In transparent conducting impurity-doped ZnO thin films prepared on glass substrates by a dc magnetron sputtering (dc-MS) deposition, the obtainable lowest resistivity and the spatial resistivity distribution on the substrate surface were improved by a newly developed MS deposition method. The decrease of obtainable lowest resistivity as well as the improvement of spatial resistivity distribution on the substrate surface in Al- or Ga-doped ZnO (AZO or GZO) thin films were successfully achieved by inserting a very thin buffer layer, prepared using the same MS apparatus with the same target, between the thin film and the glass substrate.
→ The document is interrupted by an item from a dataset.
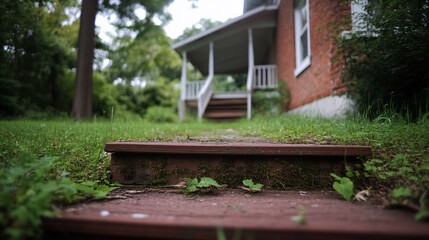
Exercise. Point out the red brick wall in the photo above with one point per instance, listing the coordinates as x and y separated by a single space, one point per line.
322 77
The deposition of the buffer layer required a more strongly oxidized target surface than possible to attain during a conventional dc-MS deposition. The optimal thickness of the buffer layer was found to be about 10 nm for both GZO and AZO thin films. The resistivity decrease is mainly attributed to an increase of Hall mobility rather than carrier concentration, resulting from an improvement of crystallinity coming from insertion of the buffer layer. Resistivities of 3 × 10 − 4 and 4 × 10 − 4 Ω cm were obtained in 100 nm-thick-GZO and AZO thin films, respectively, incorporating a 10 nm-thick-buffer layer prepared at a substrate temperature around 200 °C.